Widaatalla Yousif, Wolswijk Tom, Khan Muhammad Danial, Halilaj Iva, Mosterd Klara, Woodruff Henry C, Lambin Philippe
The D-Lab, Department of Precision Medicine, Maastricht University, 6200 MD Maastricht, The Netherlands.
GROW Research Institute for Oncology and Reproduction, Maastricht University, 6200 MD Maastricht, The Netherlands.
Cancers (Basel). 2025 Feb 24;17(5):768. doi: 10.3390/cancers17050768.
BACKGROUND/OBJECTIVES: Radiomics has seen substantial growth in medical imaging; however, its potential in optical coherence tomography (OCT) has not been widely explored.
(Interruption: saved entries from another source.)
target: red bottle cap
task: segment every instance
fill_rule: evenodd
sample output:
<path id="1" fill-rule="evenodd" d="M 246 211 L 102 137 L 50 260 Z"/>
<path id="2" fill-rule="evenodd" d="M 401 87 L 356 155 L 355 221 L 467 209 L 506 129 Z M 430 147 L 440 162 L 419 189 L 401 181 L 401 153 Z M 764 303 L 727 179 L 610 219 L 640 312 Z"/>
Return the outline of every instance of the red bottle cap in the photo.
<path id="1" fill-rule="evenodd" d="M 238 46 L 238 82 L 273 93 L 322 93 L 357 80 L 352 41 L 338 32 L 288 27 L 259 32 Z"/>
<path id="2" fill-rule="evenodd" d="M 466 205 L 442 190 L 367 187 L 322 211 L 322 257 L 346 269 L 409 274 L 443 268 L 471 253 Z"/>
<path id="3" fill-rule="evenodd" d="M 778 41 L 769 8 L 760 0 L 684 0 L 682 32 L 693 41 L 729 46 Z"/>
We systematically evaluate the repeatability and reproducibility of handcrafted radiomics features (HRFs) from OCT scans of benign nevi and examine the impact of bin width (BW) selection on HRF stability. The effect of using stable features on a radiomics classification model was also assessed.
In this prospective study, 20 volunteers underwent test-retest OCT imaging of 40 benign nevi, resulting in 80 scans. The repeatability and reproducibility of HRFs extracted from manually delineated regions of interest (ROIs) were assessed using concordance correlation coefficients (CCCs) across BWs ranging from 5 to 50. A unique set of stable HRFs was identified at each BW after removing highly correlated features to eliminate redundancy. These robust features were incorporated into a multiclass radiomics classifier trained to distinguish benign nevi, basal cell carcinoma (BCC), and Bowen's disease.
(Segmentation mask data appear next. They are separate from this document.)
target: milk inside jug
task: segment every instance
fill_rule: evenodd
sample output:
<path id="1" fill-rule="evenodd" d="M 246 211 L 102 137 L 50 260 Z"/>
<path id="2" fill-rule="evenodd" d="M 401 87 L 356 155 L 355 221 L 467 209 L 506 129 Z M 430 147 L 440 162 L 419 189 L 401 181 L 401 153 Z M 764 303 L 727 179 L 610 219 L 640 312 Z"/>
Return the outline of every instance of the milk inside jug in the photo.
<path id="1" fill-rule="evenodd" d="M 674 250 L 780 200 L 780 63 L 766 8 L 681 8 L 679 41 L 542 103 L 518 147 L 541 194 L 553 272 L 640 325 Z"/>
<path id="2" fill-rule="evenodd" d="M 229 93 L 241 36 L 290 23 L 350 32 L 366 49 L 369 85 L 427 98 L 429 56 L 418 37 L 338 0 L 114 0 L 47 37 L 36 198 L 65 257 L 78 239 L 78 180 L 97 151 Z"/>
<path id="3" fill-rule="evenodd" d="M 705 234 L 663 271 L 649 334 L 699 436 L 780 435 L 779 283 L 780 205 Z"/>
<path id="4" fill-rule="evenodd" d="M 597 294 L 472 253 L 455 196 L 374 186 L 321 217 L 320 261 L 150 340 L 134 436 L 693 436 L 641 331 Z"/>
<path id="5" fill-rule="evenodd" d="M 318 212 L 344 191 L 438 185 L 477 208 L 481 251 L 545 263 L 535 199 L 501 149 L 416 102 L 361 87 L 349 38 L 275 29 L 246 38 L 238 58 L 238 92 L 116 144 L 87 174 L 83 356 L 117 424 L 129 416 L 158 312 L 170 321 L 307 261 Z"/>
Six stable HRFs were identified across all BWs, with a BW of 25 emerging as the optimal choice, balancing repeatability and the ability to capture meaningful textural details. Additionally, intermediate BWs (20-25) yielded 53 reproducible features. A classifier trained with six stable features achieved a 90% accuracy and AUCs of 0.96 and 0.94 for BCC and Bowen's disease, respectively, compared to a 76% accuracy and AUCs of 0.86 and 0.80 for a conventional feature selection approach.
This study highlights the critical role of BW selection in enhancing HRF stability and provides a methodological framework for optimizing preprocessing in OCT radiomics. By demonstrating the integration of stable HRFs into diagnostic models, we establish OCT radiomics as a promising tool to aid non-invasive diagnosis in dermatology.
背景/目的:放射组学在医学成像领域已取得显著发展;然而,其在光学相干断层扫描(OCT)中的潜力尚未得到广泛探索。我们系统地评估了从良性痣的OCT扫描中提取的手工制作放射组学特征(HRF)的可重复性和再现性,并研究了箱宽(BW)选择对HRF稳定性的影响。还评估了使用稳定特征对放射组学分类模型的影响。
在这项前瞻性研究中,20名志愿者对40个良性痣进行了重复测试的OCT成像,共获得80次扫描。使用一致性相关系数(CCC)评估从手动勾勒的感兴趣区域(ROI)中提取的HRF在5至50的不同箱宽范围内的可重复性和再现性。在去除高度相关特征以消除冗余后,在每个箱宽下确定了一组独特的稳定HRF。这些稳健特征被纳入一个多类放射组学分类器中,该分类器经过训练以区分良性痣、基底细胞癌(BCC)和鲍恩病。
在所有箱宽下共识别出6个稳定的HRF,25的箱宽成为最佳选择,它在可重复性和捕捉有意义纹理细节的能力之间取得了平衡。此外,中等箱宽(20 - 25)产生了53个可重复特征。与传统特征选择方法的76%准确率以及0.86和0.80的曲线下面积(AUC)相比,使用6个稳定特征训练的分类器对BCC和鲍恩病的准确率分别达到90%,AUC分别为0.96和0.94。
本研究强调了箱宽选择在增强HRF稳定性方面的关键作用,并为优化OCT放射组学中的预处理提供了一个方法框架。通过展示将稳定的HRF整合到诊断模型中,我们确立了OCT放射组学作为一种有前途的工具,可辅助皮肤科的无创诊断。